Another peeve is the conflicting playground zone. At one point there is a yellow and black sign showing a stick figure running with a ball, with another small tab below it reading 30 km/h. Fair enough — it’s a playground. But a few metres later there’s another identical playground sign, this time without the required speed tab — making it a warning sign only. Which one do you believe? Good drivers will obviously apply common sense, but signs placed like this still create needless confusion. If it’s 30k, then say so.

Next up is the phantom construction zone — you know, the ones where all the orange construction signs are still up blocking lanes or reducing speed, with no construction crews or equipment anywhere in sight. Often you find these objects still stuck along the road long after the actual construction has obviously been finished. This is why many drivers get nabbed later on in other construction zones because they, with some merit, believe there’s nothing really going construction-wise — until there is.

The cousin of the phantom construction zone is the phantom street itself. The poor thing has no name. At an intersection, the cross street gets a name with a sign, but the street you’re driving on remains a nameless orphan. Of course if you’ve lived in the neighbourhood for 50 years, then you obviously know the name of that street — everyone round here does. Well, I don’t. I’ve never driven round there before and I’d like the all the signs at intersections to let me know where the heck I am.

The on-again-off-again bike lane also makes the pet peeve list. They’re the ones where there is a bike lane marker in the roadway that suddenly ends without any notice, but the white-lined shoulder lane never changes. Then the bike lane markers reappear a little further along, this time with all the trappings, such as green-painted warning patches and “Yield to Cyclists” signs — all on the same strip of shoulder that has been there for kilometres. Is it a bike lane or not? In the same vein, why do some driveways on bike lanes warrant a green warning patch while others do not? Hopefully it’s not just about the green paint budget.

Another goody is the mismatched centre line.
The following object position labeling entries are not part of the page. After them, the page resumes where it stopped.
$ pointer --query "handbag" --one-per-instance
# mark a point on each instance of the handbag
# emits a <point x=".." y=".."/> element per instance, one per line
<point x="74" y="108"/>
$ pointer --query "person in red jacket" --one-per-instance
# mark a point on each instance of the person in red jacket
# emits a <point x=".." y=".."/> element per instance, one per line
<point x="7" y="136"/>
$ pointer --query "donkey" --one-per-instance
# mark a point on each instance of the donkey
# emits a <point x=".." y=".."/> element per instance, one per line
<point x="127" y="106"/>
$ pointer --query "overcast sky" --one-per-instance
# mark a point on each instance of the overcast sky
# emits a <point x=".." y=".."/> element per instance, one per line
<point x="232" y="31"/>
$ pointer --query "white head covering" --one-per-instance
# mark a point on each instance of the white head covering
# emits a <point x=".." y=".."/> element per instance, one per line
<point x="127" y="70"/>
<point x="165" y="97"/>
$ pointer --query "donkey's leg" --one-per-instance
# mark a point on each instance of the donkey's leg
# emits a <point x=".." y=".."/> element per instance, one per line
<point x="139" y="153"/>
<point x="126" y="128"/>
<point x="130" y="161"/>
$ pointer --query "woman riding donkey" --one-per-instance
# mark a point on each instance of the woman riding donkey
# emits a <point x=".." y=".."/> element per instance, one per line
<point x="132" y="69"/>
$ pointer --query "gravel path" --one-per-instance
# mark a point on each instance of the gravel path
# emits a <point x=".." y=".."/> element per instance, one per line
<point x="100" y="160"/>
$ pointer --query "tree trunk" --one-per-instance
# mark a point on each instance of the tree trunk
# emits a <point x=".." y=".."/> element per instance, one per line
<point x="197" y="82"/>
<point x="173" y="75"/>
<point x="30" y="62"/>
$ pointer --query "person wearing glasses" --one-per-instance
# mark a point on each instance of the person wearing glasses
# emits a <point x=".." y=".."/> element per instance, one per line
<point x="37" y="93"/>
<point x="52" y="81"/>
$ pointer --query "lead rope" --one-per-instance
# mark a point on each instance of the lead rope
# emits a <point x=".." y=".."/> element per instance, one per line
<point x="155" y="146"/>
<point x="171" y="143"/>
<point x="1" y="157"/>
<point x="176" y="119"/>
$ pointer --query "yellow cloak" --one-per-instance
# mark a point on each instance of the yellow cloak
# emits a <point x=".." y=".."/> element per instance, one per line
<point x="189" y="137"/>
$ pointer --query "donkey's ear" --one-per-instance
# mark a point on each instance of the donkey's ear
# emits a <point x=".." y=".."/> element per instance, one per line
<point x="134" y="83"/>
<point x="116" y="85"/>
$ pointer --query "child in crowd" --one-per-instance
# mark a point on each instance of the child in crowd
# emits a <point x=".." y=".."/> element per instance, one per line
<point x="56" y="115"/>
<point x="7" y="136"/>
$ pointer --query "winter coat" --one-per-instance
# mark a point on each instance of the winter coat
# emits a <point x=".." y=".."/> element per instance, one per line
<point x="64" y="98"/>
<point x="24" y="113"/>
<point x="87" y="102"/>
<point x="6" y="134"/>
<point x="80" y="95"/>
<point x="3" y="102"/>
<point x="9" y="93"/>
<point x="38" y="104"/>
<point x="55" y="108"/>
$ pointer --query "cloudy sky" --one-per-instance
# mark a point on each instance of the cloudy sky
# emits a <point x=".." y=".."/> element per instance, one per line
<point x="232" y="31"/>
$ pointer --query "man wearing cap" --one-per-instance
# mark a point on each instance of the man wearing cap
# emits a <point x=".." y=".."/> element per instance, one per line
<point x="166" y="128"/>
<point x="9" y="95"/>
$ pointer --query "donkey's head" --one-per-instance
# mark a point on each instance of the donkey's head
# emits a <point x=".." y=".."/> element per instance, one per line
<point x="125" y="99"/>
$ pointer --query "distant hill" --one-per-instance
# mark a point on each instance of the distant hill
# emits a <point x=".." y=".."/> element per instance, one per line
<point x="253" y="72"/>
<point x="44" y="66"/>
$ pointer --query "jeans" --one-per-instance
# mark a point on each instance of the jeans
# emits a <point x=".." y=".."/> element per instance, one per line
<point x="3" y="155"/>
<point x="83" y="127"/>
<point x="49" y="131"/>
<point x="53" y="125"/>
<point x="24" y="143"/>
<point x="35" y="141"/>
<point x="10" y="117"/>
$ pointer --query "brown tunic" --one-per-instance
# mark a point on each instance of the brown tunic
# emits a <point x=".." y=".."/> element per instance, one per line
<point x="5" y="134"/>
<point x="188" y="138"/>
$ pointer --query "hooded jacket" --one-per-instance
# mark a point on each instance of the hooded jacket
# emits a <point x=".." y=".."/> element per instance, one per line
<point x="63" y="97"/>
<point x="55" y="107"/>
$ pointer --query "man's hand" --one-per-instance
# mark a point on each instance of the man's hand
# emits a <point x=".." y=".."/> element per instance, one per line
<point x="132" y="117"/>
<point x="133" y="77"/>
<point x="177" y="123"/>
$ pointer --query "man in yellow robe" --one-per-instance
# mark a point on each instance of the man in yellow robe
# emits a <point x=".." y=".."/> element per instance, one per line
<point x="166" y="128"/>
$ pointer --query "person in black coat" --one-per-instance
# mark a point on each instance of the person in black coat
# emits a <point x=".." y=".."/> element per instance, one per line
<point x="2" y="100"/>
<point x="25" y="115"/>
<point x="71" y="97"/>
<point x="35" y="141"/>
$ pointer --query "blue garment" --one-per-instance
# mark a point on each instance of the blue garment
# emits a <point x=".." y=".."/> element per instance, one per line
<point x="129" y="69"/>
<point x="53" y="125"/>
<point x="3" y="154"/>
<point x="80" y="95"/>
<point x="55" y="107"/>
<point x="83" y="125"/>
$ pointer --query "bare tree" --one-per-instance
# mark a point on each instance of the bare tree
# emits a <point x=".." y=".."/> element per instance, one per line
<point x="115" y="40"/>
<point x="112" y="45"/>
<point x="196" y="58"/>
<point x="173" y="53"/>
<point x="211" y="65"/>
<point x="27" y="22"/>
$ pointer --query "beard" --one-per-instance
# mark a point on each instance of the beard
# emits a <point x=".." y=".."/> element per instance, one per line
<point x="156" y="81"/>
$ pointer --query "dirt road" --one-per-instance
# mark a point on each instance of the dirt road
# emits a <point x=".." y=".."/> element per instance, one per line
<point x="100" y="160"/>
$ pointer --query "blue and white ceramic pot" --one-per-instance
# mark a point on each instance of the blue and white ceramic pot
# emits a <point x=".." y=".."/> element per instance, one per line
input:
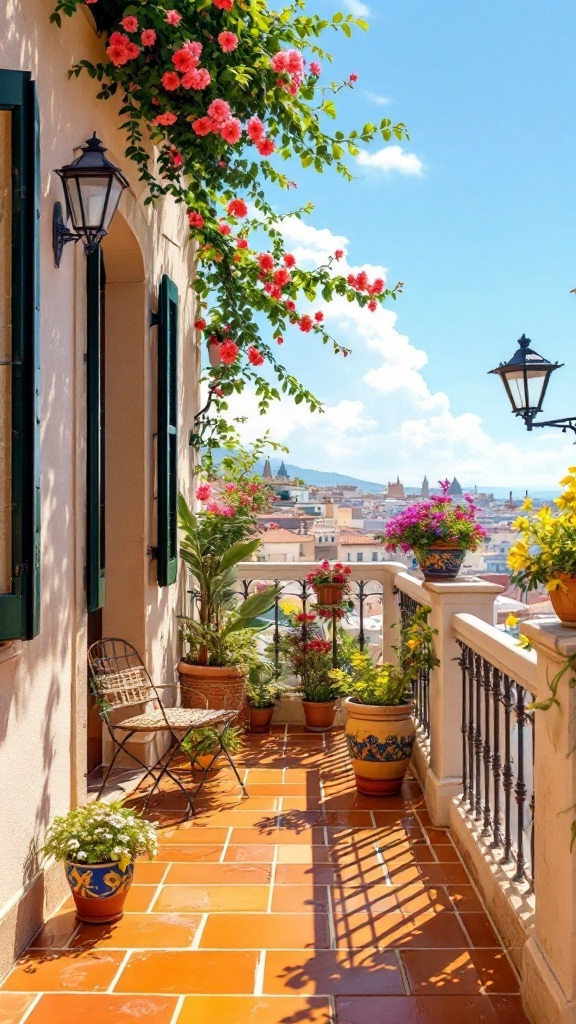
<point x="442" y="561"/>
<point x="379" y="740"/>
<point x="99" y="890"/>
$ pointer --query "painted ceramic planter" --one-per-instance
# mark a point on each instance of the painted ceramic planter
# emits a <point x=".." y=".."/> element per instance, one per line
<point x="99" y="890"/>
<point x="442" y="561"/>
<point x="319" y="715"/>
<point x="379" y="740"/>
<point x="260" y="719"/>
<point x="565" y="603"/>
<point x="329" y="593"/>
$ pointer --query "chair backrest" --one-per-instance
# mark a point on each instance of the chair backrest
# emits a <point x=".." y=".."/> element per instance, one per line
<point x="118" y="675"/>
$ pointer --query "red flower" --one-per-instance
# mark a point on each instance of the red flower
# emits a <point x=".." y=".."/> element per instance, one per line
<point x="232" y="131"/>
<point x="237" y="207"/>
<point x="255" y="129"/>
<point x="255" y="357"/>
<point x="165" y="119"/>
<point x="265" y="147"/>
<point x="203" y="126"/>
<point x="229" y="351"/>
<point x="170" y="80"/>
<point x="228" y="41"/>
<point x="219" y="111"/>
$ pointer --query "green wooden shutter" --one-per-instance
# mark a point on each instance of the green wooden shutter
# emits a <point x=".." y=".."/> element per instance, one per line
<point x="19" y="609"/>
<point x="95" y="460"/>
<point x="167" y="432"/>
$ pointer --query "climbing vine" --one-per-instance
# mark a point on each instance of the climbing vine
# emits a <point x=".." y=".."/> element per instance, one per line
<point x="216" y="95"/>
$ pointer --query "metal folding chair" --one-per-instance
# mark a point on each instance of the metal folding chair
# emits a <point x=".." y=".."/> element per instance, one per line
<point x="121" y="683"/>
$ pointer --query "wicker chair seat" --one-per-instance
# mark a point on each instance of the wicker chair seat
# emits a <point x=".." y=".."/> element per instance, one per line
<point x="180" y="719"/>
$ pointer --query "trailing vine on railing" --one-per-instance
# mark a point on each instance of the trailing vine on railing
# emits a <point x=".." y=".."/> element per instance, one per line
<point x="215" y="94"/>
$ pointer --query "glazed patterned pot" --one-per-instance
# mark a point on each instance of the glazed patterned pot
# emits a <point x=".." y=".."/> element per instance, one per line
<point x="329" y="593"/>
<point x="319" y="715"/>
<point x="379" y="740"/>
<point x="99" y="890"/>
<point x="565" y="603"/>
<point x="442" y="561"/>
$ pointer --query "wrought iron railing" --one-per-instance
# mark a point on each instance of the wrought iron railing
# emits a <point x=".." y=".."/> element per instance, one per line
<point x="408" y="606"/>
<point x="497" y="736"/>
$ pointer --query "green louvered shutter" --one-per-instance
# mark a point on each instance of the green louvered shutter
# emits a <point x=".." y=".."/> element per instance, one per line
<point x="19" y="603"/>
<point x="95" y="461"/>
<point x="167" y="432"/>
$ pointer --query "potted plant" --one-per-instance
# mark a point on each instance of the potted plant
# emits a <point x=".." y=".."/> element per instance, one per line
<point x="263" y="691"/>
<point x="546" y="552"/>
<point x="203" y="745"/>
<point x="220" y="640"/>
<point x="439" y="530"/>
<point x="310" y="657"/>
<point x="330" y="583"/>
<point x="380" y="726"/>
<point x="98" y="844"/>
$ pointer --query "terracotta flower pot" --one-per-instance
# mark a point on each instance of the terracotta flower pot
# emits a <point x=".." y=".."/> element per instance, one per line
<point x="565" y="603"/>
<point x="222" y="688"/>
<point x="379" y="740"/>
<point x="329" y="593"/>
<point x="441" y="561"/>
<point x="319" y="716"/>
<point x="260" y="719"/>
<point x="99" y="890"/>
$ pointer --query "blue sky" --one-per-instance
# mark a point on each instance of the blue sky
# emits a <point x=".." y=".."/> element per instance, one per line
<point x="476" y="216"/>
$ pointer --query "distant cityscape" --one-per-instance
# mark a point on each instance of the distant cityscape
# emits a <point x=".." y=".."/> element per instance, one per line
<point x="312" y="521"/>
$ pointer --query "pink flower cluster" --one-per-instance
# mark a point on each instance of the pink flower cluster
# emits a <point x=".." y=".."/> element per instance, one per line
<point x="218" y="121"/>
<point x="290" y="66"/>
<point x="255" y="129"/>
<point x="121" y="49"/>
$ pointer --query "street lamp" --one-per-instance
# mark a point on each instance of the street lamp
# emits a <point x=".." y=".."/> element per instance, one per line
<point x="526" y="379"/>
<point x="92" y="187"/>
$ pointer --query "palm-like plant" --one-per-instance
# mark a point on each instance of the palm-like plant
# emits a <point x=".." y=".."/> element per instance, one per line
<point x="223" y="633"/>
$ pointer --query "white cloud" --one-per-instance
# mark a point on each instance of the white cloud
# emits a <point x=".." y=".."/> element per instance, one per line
<point x="396" y="424"/>
<point x="380" y="100"/>
<point x="392" y="158"/>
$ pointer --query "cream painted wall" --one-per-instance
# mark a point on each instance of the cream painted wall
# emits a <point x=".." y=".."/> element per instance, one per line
<point x="43" y="682"/>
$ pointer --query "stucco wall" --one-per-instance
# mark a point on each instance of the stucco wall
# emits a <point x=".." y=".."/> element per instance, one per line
<point x="43" y="682"/>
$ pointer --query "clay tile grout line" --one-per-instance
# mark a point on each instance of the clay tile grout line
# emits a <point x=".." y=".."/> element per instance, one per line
<point x="177" y="1010"/>
<point x="225" y="846"/>
<point x="32" y="1007"/>
<point x="259" y="973"/>
<point x="121" y="967"/>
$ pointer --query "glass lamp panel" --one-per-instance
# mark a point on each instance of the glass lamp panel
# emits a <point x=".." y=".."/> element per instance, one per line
<point x="94" y="193"/>
<point x="113" y="201"/>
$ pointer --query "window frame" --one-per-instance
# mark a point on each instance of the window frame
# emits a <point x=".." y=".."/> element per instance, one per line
<point x="19" y="609"/>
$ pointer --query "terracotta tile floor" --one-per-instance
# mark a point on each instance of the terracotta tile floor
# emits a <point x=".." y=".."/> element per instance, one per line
<point x="304" y="902"/>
This happens when curbs at intersections are widened in an effort to create traffic calming. The space for travel is reduced, requiring the centre line to be moved to fit vehicles passing through. Except now the centre line near the intersection doesn’t match the centre line running through the rest of the block. As you pull up to the intersection suddenly you’re halfway over into the oncoming traffic lane. Apparently the painting machine capable of making a slight curve to properly connect two yellow centre lines is in for repair.

Speaking of road lines, why do they dissolve and disappear in the rain at night? I get two emails a week complaining about this. The visibility of road marking in inclement weather is a big deal for many drivers. Why, they ask, have we not found a technology that can keep important road markings clearly visible at all times? It’s a good question. Part of the problem lies in the general condition of many local roads. Part of it lies with the federal government’s ban on using oil-based paint marking since 2010.

Oil-based paint contains volatile organic compounds, or VOCs, which were commonly used because of superior visibility and reflectiveness, especially at night and in bad weather. Road paint now contains low VOC alkyds and water-based formulas, but requires more frequent painting and/or the insertion of glass beads for great reflectiveness.

Road safety versus protecting the environment — I’ll raise the white flag on trying to reconcile that one.